Baumholder clinic adjusts to transformation with new Soldier-centered care

by Stefan Alford
Landstuhl Regional Medical Center Public Affairs

BAUMHOLDER, Germany — While the military population around Baumholder is decreasing with the deactivation of the 170th Infantry Brigade Combat Team Oct. 9 and the continuing relocation of its remaining troops, the Baumholder Army Health Clinic is actually gearing up to start seeing more patients as a result of the transformation.

The incongruity is due to a cultural shift in access to care, which changes the way incoming Soldiers are seen for health care services. The new program is being spearheaded by the clinic’s recently arrived commander.

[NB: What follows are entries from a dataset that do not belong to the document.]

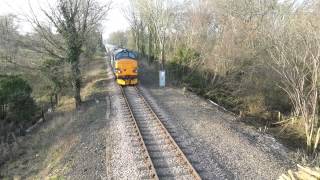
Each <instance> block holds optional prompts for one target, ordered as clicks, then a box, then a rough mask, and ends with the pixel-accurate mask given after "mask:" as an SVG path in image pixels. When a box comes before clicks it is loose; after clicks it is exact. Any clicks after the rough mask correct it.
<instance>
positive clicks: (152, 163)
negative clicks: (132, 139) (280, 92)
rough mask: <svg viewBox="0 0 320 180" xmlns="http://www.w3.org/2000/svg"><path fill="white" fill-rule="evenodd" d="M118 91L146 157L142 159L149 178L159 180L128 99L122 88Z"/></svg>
mask: <svg viewBox="0 0 320 180" xmlns="http://www.w3.org/2000/svg"><path fill="white" fill-rule="evenodd" d="M120 89H121V93H122V96H123V98H124V100H125V103H126V105H127V107H128V109H129V112H130V117H131V119H132V121H133V124H134V127H135V129H136V133H137V135H138V141H140V145H141V146H142V147H143V152H144V153H145V155H146V157H144V161H145V162H146V164H148V170H149V173H150V176H151V178H153V179H155V180H159V177H158V175H157V171H156V169H155V168H154V165H153V162H152V160H151V157H150V154H149V152H148V149H147V147H146V145H145V143H144V139H143V136H142V135H141V132H140V128H139V126H138V124H137V121H136V119H135V117H134V115H133V112H132V108H131V105H130V103H129V101H128V99H127V96H126V94H125V92H124V90H123V87H122V86H120Z"/></svg>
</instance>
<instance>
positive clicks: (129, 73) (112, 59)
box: [111, 49, 138, 86]
mask: <svg viewBox="0 0 320 180" xmlns="http://www.w3.org/2000/svg"><path fill="white" fill-rule="evenodd" d="M111 64H112V68H113V72H114V74H115V78H116V82H117V83H118V84H119V85H122V86H126V85H136V84H138V58H137V54H136V53H135V52H133V51H130V50H128V49H117V50H115V51H114V52H113V54H112V57H111Z"/></svg>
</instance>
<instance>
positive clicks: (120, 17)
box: [0, 0, 129, 39]
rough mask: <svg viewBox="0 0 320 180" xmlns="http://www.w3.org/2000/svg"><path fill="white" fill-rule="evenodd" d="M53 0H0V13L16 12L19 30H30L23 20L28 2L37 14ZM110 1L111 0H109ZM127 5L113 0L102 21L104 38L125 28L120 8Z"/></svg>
mask: <svg viewBox="0 0 320 180" xmlns="http://www.w3.org/2000/svg"><path fill="white" fill-rule="evenodd" d="M54 1H55V0H0V15H6V14H16V15H19V19H20V23H19V27H20V28H19V29H20V31H21V32H30V31H31V30H32V27H31V25H30V24H29V23H27V22H25V20H24V17H25V15H26V14H30V12H31V11H30V6H29V2H30V4H31V6H32V9H33V10H34V11H35V13H36V14H37V15H39V16H41V15H42V13H41V11H40V7H42V8H45V7H47V4H48V3H47V2H50V4H51V2H54ZM98 1H100V2H101V3H106V2H108V0H98ZM111 1H112V0H111ZM128 5H129V0H113V1H112V9H111V11H110V12H109V14H108V16H107V20H106V21H104V22H103V23H102V24H103V28H104V34H103V35H104V38H105V39H107V37H108V36H109V34H110V33H112V32H114V31H119V30H125V29H127V28H128V27H129V24H128V22H127V20H126V19H125V17H124V16H123V14H122V9H126V7H127V6H128ZM40 18H41V17H40Z"/></svg>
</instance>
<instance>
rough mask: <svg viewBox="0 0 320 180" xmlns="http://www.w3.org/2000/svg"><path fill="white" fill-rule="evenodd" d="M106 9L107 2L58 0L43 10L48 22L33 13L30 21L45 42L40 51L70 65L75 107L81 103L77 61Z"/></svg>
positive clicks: (71, 82)
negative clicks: (39, 19)
mask: <svg viewBox="0 0 320 180" xmlns="http://www.w3.org/2000/svg"><path fill="white" fill-rule="evenodd" d="M49 6H50V5H49ZM109 9H110V3H107V4H105V5H100V4H99V3H98V2H97V1H96V0H72V1H70V0H58V2H57V5H56V6H50V9H49V10H45V9H42V12H43V14H44V15H45V16H46V18H47V23H43V22H41V21H40V20H39V19H38V18H37V17H36V15H35V14H34V13H33V16H32V17H30V18H29V20H30V21H31V22H32V24H33V25H34V27H35V30H36V31H37V32H38V33H39V34H40V35H41V37H42V39H43V40H44V42H45V43H44V44H43V46H42V48H41V50H40V52H42V53H46V54H48V55H50V56H51V57H54V58H56V59H60V60H64V61H65V62H67V63H69V64H70V66H71V77H72V80H71V81H72V82H71V83H72V87H73V91H74V99H75V104H76V107H77V108H79V107H80V104H81V96H80V90H81V71H80V68H79V58H80V55H81V53H82V47H83V45H84V43H85V40H86V38H87V36H88V34H89V32H90V31H93V30H94V29H95V28H96V27H97V25H98V24H99V23H100V22H101V21H102V20H103V18H104V17H105V15H106V14H107V13H108V11H109Z"/></svg>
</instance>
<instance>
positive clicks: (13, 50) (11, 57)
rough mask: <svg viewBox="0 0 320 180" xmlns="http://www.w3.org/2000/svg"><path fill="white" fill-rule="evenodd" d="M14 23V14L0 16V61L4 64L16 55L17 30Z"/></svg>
mask: <svg viewBox="0 0 320 180" xmlns="http://www.w3.org/2000/svg"><path fill="white" fill-rule="evenodd" d="M17 28H18V27H17V25H16V24H15V16H14V15H8V16H0V62H2V63H3V64H4V66H5V65H6V64H7V63H9V62H13V60H14V59H15V57H16V54H17V51H18V47H17V39H18V31H17Z"/></svg>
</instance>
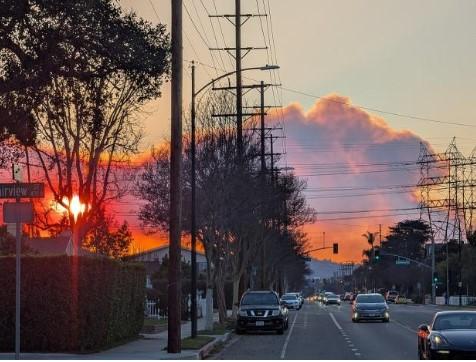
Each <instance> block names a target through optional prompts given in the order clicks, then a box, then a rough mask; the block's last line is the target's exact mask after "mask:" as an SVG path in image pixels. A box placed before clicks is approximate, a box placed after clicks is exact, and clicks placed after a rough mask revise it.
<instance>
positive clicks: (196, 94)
mask: <svg viewBox="0 0 476 362" xmlns="http://www.w3.org/2000/svg"><path fill="white" fill-rule="evenodd" d="M273 69H279V66H278V65H265V66H262V67H251V68H244V69H241V72H244V71H248V70H273ZM235 73H237V71H236V70H235V71H232V72H229V73H225V74H223V75H221V76H219V77H218V78H215V79H212V80H211V81H210V82H208V83H207V84H205V85H204V86H203V87H202V88H200V89H199V90H197V91H196V90H195V62H193V61H192V110H191V123H192V125H191V133H192V134H191V150H190V151H191V158H192V160H191V164H192V165H191V173H192V177H191V189H192V192H191V193H192V195H191V196H192V205H191V206H192V212H191V228H190V237H191V246H192V251H191V262H192V263H191V264H192V265H191V267H192V278H191V279H192V280H191V289H192V291H191V298H192V302H191V309H192V310H191V314H190V318H191V320H192V338H195V337H196V336H197V230H196V229H197V227H196V200H195V192H196V172H195V154H196V142H195V117H196V110H195V101H196V97H197V96H198V95H199V94H200V93H201V92H202V91H203V90H205V89H206V88H208V87H209V86H211V85H213V84H214V83H215V82H217V81H219V80H220V79H223V78H226V77H228V76H230V75H233V74H235Z"/></svg>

“The Army teaches us not to make any major changes within 90 days of taking command, but we don’t have a choice as events are driving us to adopt the new Soldier Centered Medical Home concept ahead of most,” said Lt. Col. (Dr.) Edward Bailey, who assumed command of the clinic June 29. The Army is still in the initial stages of implementing the SCMH model across its military treatment facilities.

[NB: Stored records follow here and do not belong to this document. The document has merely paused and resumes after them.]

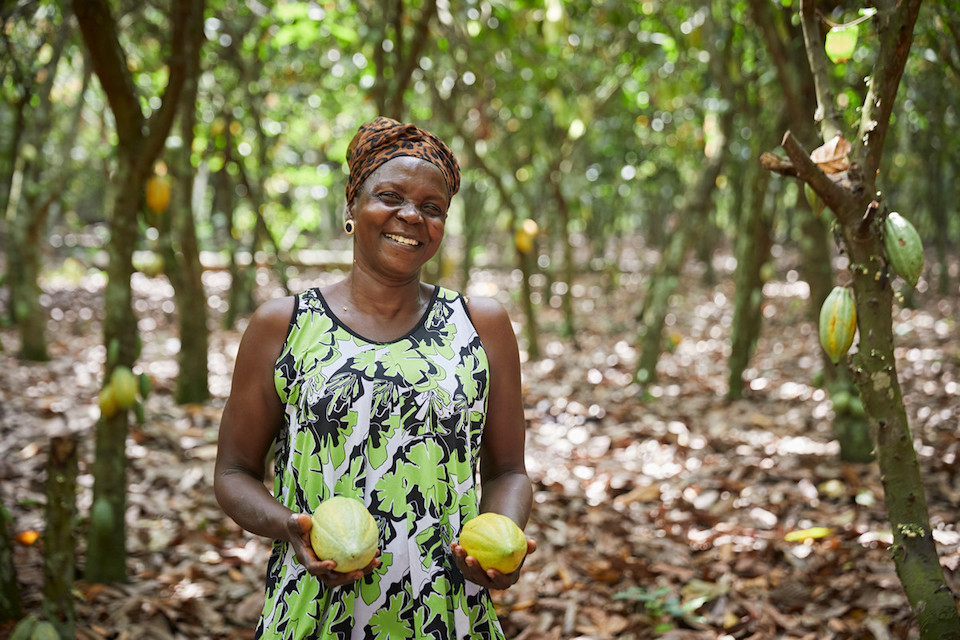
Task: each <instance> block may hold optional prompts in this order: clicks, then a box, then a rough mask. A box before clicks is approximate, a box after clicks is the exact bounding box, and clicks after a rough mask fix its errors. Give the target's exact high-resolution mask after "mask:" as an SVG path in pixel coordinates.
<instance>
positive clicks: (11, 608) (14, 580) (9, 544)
mask: <svg viewBox="0 0 960 640" xmlns="http://www.w3.org/2000/svg"><path fill="white" fill-rule="evenodd" d="M12 522H13V518H12V517H11V515H10V512H9V511H7V508H6V507H4V506H3V504H2V503H0V622H5V621H7V620H18V619H19V618H20V617H21V616H22V615H23V600H22V598H21V597H20V585H19V584H17V569H16V566H14V564H13V539H12V537H11V531H10V525H11V524H12Z"/></svg>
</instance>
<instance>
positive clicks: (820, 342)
mask: <svg viewBox="0 0 960 640" xmlns="http://www.w3.org/2000/svg"><path fill="white" fill-rule="evenodd" d="M856 332H857V307H856V305H855V304H854V301H853V294H852V293H850V290H849V289H847V288H846V287H834V288H833V291H831V292H830V294H829V295H828V296H827V298H826V300H824V301H823V306H822V307H820V344H821V345H822V346H823V350H824V351H826V352H827V355H828V356H830V360H831V361H832V362H833V363H834V364H837V363H838V362H840V358H842V357H843V356H845V355H846V354H847V351H849V350H850V345H852V344H853V337H854V335H855V334H856Z"/></svg>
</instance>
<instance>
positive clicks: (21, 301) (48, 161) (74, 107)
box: [0, 3, 82, 361]
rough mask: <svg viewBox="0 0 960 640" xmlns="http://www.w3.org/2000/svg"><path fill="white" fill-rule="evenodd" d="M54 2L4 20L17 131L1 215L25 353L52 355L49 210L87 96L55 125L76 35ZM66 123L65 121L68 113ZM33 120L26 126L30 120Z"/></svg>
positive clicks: (21, 337) (1, 198) (13, 112)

Previously, the 170th IBCT had its own brigade surgeon, and its subordinate units had their own battalion aid stations to take care of their Soldiers’ basic health care needs.

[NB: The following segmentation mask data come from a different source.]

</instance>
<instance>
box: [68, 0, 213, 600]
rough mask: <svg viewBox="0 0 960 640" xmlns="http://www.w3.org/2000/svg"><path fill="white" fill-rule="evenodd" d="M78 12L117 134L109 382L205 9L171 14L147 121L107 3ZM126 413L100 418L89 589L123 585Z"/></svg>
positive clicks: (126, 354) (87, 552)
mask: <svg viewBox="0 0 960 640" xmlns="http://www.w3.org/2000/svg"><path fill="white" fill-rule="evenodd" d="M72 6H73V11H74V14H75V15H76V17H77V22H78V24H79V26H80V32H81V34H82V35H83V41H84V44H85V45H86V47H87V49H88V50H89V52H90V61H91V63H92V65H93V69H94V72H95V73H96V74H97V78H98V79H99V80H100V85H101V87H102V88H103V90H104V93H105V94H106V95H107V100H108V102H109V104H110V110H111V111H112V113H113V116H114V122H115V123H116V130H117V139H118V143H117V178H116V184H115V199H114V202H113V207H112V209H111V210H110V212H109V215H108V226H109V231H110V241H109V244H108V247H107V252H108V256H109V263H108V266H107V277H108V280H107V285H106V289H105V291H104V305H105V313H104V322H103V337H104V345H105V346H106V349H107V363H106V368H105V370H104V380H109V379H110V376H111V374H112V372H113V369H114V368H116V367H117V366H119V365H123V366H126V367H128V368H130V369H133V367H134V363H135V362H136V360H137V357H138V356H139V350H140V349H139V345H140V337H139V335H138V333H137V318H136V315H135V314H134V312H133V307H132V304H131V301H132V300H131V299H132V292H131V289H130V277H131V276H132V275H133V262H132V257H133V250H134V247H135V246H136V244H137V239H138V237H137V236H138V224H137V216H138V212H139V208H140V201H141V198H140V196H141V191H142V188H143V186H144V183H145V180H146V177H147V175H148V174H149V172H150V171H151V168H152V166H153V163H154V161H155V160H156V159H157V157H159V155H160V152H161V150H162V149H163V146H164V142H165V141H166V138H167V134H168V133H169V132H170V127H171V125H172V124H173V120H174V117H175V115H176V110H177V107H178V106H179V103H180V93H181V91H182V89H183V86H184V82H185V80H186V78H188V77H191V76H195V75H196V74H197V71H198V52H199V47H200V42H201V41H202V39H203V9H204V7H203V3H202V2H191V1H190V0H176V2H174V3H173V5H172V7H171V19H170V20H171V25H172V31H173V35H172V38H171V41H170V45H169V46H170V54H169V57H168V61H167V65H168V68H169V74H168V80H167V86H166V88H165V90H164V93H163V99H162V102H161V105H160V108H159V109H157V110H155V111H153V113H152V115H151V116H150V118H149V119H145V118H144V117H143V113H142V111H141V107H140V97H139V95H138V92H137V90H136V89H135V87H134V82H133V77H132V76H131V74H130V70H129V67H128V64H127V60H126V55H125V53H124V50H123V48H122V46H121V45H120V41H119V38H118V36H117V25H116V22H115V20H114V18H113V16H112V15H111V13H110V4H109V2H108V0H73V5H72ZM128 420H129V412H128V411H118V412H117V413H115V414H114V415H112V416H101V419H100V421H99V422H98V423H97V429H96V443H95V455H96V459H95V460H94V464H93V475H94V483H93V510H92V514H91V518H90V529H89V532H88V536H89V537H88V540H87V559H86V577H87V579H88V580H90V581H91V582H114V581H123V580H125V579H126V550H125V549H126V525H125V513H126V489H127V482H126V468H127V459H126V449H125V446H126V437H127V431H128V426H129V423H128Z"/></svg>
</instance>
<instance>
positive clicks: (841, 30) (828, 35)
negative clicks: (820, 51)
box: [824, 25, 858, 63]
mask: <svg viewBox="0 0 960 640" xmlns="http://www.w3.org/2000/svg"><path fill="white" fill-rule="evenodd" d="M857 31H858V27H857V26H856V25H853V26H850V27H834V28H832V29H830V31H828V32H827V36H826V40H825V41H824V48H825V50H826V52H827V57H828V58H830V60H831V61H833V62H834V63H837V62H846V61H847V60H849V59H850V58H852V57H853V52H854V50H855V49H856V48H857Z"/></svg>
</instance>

Over the course of the next fiscal year, however, a number of smaller units without self-contained medical capability will be repositioned at Baumholder and those troops will be enrolled into the clinic’s Soldier-centered program.

“The benefits are that it will allow us to have one standard (for the installation) and to provide all medical care under one roof,” said Bailey, explaining the comprehensive coverage for Soldiers is similar to the Patient Centered
Medical Home program where each patient is partnered with a team of health care providers — physicians, nurses, behavioral health professionals, pharmacists and others — to develop an encompassing, personal health care plan.

The health care team then works with each Soldier over time to take care of health issues as they arise, ensure delivery of prevention screening and services, manage chronic conditions, and promote a spirit of health, wellness and trust.

“The same providers who see the Soldier’s family members, will now see the Soldiers as well,” added Bailey, explaining the continuity of care will make it easier to correlate certain health issues or illnesses within the family and offer better overall preventive medicine care.

The enrollment of all incoming Soldiers is a major change to clinic operations for Bailey and his staff of approximately 100 military, Army civilian and local
national employees — but it’s not the only new program he’s brought online.

The new commander, a former combat medic prior to being commissioned in 1993, also oversaw the implementation of a secure messaging system at the clinic at the end of July.

The clinic’s 7,000-plus beneficiaries, including retirees, can now consult with their medical team via email about non-urgent health matters, to request appointments and referrals, renew prescriptions, and receive test and laboratory results.
To sign up for the encrypted, secure messaging service through the contracted Relay Health system, beneficiaries provide their personal email address to their primary care clinic and will then receive an email invitation to join the service.
So, while there have been some changes within those first 90 days of Bailey’s command, he views the new initiatives as “opportunities toward full integration.”

The bottom line, he said, is that “we’ll continue to offer the same quality care for our beneficiaries during this period of transformation.”